Chroniques de l’ordinaire bordelais. Épisode 158

Cité idéale

Une des bibliothèques universitaires du centre ville est étonnante. Étudiants en médecine, dentistes, cardiologues, médecins du sport de toutes années confondues habitent les lieux, étagères de livres et tables de travail, aux côtés des étudiants de sciences humaines qui se trouvent être sur le même site universitaire. Il existe pour ce fait une explication historique, elle concerne même l’histoire de l’anthropologie, mais je laisserais de côté toute évocation de Broca et de l’anthropométrie car je pourrais être amenée à faire de graves erreurs, factuelles. Mon récit, lui, serait plutôt de l’ordre de l’utopie.

Ce qui est frappant dans cette bibliothèque, c’est qu’on peut s’approcher de quelque chose comme une cité idéale. Ceux qui auraient un métier utile y étudient autant que ceux qui passent du temps à penser (la philosophe à côté de moi cet après-midi). Nous faisons tous partie d’une société où la force de travail de chacun est reconnue. L’utilité du travail (critère ou préjugé?) semble ne pas exister. Nous sommes des étudiants. Malheureusement, mon interprétation est vite mise à rude épreuve.
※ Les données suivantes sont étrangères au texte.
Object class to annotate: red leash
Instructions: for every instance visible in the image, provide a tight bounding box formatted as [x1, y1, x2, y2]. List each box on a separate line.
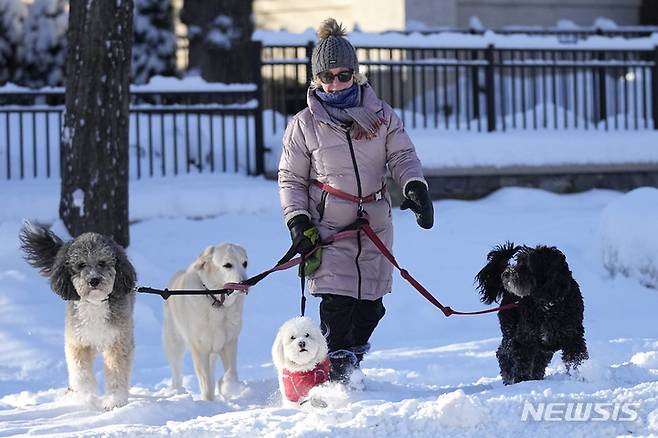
[137, 218, 517, 316]
[358, 219, 517, 316]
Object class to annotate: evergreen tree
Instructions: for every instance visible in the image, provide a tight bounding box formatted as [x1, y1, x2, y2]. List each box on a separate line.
[181, 0, 255, 83]
[131, 0, 176, 84]
[19, 0, 68, 88]
[0, 0, 27, 85]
Il me suffit de penser à l’un d’eux qui passait ce matin devant la  »fac » et que j’entendais dire : « Si t’as une licence de sociologie, tu peux faire quoi à part prof de sociologie ? ». Certainement celui-ci était-il de ceux qui avaient choisi des études menant à un « métier ». Si d’une part cet énoncé semble non pas dénier mais légèrement rabaisser le métier de « prof », il ignore également le fait que les jeunes chercheurs, comme l’a montré Chauvier, n’ont pas ou rarement immédiatement un poste d’enseignant. Enquêtant sur ce que les « jeunes » anthropologues étaient amenés à faire comme travaux et enquêtes, et comment ils procédaient, il faisait selon moi en creux l’enquête de son propre statut de « vacataire » qu’il vient tout juste de quitter, étant enfin professeur titulaire.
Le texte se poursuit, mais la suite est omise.